その日本赤十字社の“ブランド”が揺らいでいる。義援金の遅配を伝える週刊誌の報道内容の真偽については、よく分からない。だが、「赤十字よ、お前もか…」という心境に陥ったことは確かだ。これでは、本当に何処を信用すれば良いのか分からなくなる。
私の自宅の近所にあるスーパーでは、グループ全店を挙げて計約5,500万円の募金を集め、日本赤十字社宛に送付したとのことで、それを知らせるポスターが店内に掲示されている。何気なく目にしていたポスターであったが、今となっては、その5,500万円が果たして適切に被災地へ送り届けられているのだろうか?…と、そればかりが気になってしまう。

“ブランド”とは、いつまでも不変の絶対的なものではない。我々消費者、顧客、広くはステークホルダーからの“信頼”によって支えられている相対的な存在である。ゆえに、その“信頼”が失われれば、たちどころに損なわれてしまうものなのだ。

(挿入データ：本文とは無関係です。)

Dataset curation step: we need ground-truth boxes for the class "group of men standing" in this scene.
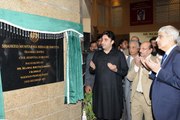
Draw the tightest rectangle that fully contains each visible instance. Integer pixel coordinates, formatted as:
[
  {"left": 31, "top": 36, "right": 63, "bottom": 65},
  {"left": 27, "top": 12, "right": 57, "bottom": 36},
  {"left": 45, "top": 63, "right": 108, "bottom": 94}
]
[{"left": 85, "top": 25, "right": 180, "bottom": 120}]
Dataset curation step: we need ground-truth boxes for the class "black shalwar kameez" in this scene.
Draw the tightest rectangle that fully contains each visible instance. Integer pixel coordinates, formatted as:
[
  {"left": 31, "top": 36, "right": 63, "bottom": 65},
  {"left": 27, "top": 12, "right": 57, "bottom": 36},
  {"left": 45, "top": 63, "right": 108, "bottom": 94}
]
[{"left": 92, "top": 48, "right": 128, "bottom": 120}]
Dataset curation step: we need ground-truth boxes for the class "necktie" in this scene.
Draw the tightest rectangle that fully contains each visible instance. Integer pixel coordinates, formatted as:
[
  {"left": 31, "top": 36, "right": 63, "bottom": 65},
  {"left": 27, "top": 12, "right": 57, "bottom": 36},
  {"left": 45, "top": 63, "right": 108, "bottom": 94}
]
[{"left": 161, "top": 54, "right": 167, "bottom": 65}]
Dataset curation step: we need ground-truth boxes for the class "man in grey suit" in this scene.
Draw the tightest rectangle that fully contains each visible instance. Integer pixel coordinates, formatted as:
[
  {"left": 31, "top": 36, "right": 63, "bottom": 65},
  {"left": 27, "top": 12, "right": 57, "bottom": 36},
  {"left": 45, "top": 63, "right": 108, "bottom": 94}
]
[
  {"left": 127, "top": 42, "right": 157, "bottom": 120},
  {"left": 124, "top": 40, "right": 140, "bottom": 120}
]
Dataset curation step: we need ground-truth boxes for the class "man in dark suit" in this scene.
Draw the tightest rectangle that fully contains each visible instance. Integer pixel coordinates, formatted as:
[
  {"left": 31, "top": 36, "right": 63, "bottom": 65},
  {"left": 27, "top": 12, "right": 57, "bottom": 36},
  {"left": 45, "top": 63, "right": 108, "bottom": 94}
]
[{"left": 142, "top": 25, "right": 180, "bottom": 120}]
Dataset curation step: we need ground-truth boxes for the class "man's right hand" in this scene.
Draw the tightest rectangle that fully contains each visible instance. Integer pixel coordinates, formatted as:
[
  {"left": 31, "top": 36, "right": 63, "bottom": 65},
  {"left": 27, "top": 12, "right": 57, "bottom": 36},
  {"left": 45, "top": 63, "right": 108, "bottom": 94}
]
[{"left": 85, "top": 86, "right": 92, "bottom": 93}]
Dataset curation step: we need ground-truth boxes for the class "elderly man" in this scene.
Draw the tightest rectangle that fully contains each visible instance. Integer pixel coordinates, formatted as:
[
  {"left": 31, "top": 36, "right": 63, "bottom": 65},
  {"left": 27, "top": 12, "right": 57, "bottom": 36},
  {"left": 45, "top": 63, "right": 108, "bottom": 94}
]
[
  {"left": 143, "top": 25, "right": 180, "bottom": 120},
  {"left": 127, "top": 42, "right": 157, "bottom": 120}
]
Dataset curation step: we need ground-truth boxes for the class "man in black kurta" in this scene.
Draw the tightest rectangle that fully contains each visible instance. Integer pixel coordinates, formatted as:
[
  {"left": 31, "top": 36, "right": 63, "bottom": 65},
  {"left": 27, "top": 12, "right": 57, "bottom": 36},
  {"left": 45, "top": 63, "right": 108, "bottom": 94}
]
[{"left": 91, "top": 31, "right": 128, "bottom": 120}]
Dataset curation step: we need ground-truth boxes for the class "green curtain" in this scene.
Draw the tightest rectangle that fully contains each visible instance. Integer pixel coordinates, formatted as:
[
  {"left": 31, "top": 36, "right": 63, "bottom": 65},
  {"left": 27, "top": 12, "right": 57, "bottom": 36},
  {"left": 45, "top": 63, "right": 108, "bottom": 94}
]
[
  {"left": 65, "top": 31, "right": 84, "bottom": 104},
  {"left": 0, "top": 71, "right": 5, "bottom": 120}
]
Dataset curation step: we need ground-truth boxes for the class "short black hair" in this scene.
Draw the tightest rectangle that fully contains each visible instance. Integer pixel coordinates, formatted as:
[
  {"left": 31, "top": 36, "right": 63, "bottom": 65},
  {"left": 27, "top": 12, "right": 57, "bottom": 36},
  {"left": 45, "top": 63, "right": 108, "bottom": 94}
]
[
  {"left": 102, "top": 31, "right": 115, "bottom": 41},
  {"left": 149, "top": 37, "right": 157, "bottom": 42}
]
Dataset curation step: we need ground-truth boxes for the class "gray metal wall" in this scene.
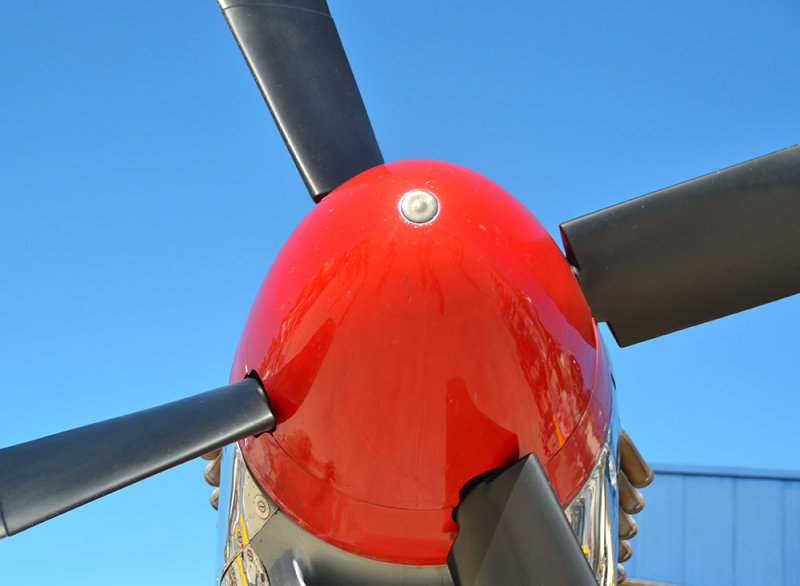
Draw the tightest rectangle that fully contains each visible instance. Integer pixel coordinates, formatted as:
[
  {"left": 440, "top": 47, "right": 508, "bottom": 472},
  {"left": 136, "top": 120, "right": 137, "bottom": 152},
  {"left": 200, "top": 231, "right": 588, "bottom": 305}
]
[{"left": 625, "top": 466, "right": 800, "bottom": 586}]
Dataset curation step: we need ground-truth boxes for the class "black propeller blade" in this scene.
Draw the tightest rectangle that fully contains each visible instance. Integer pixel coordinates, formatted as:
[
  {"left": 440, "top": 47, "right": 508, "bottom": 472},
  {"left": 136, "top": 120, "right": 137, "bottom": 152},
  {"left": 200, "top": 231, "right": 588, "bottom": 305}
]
[
  {"left": 447, "top": 454, "right": 597, "bottom": 586},
  {"left": 0, "top": 378, "right": 275, "bottom": 537},
  {"left": 561, "top": 145, "right": 800, "bottom": 346},
  {"left": 218, "top": 0, "right": 383, "bottom": 202}
]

日本赤十字社の関係者に問いかけたい。あなた方は、あの赤い十字の印に象徴される赤十字の“ブランド”を絶対的なものであると妄信して、その上に胡座(あぐら)をかいてはいなかったか?

人々の善意によって成り立つ日本赤十字社の“ブランド”の失墜は、すなわち、我々日本国民の利益が損なわれることを意味する。従って、その失われた“信頼”の回復に全力で努めることは、日本赤十字社にとっての喫緊の責務である。

己の体面、メンツにこだわって、週刊誌を発行する出版社と感情的にやり合うことに価値は無い。ただ漠然と「事実誤認」「誹謗中傷」「名誉を著しく毀損」などと抽象的に並べ立てるのではなく、記事における具体的な日付や数値を挙げて、どこがどのように事実と異なるのか具体的に述べ、それを以って、然るべき厳重な抗議、および他の報道機関への公表を行わなければならない。

そして何より、人々の善意を預かっているという社会的責任の重みを今一度強く自覚し、「今、現在、この瞬間」支援を必要としている被災地へ、その善意の義援金を「迅速かつ確実に」送り届けることの必要性については、改めて言うまでも無いであろう。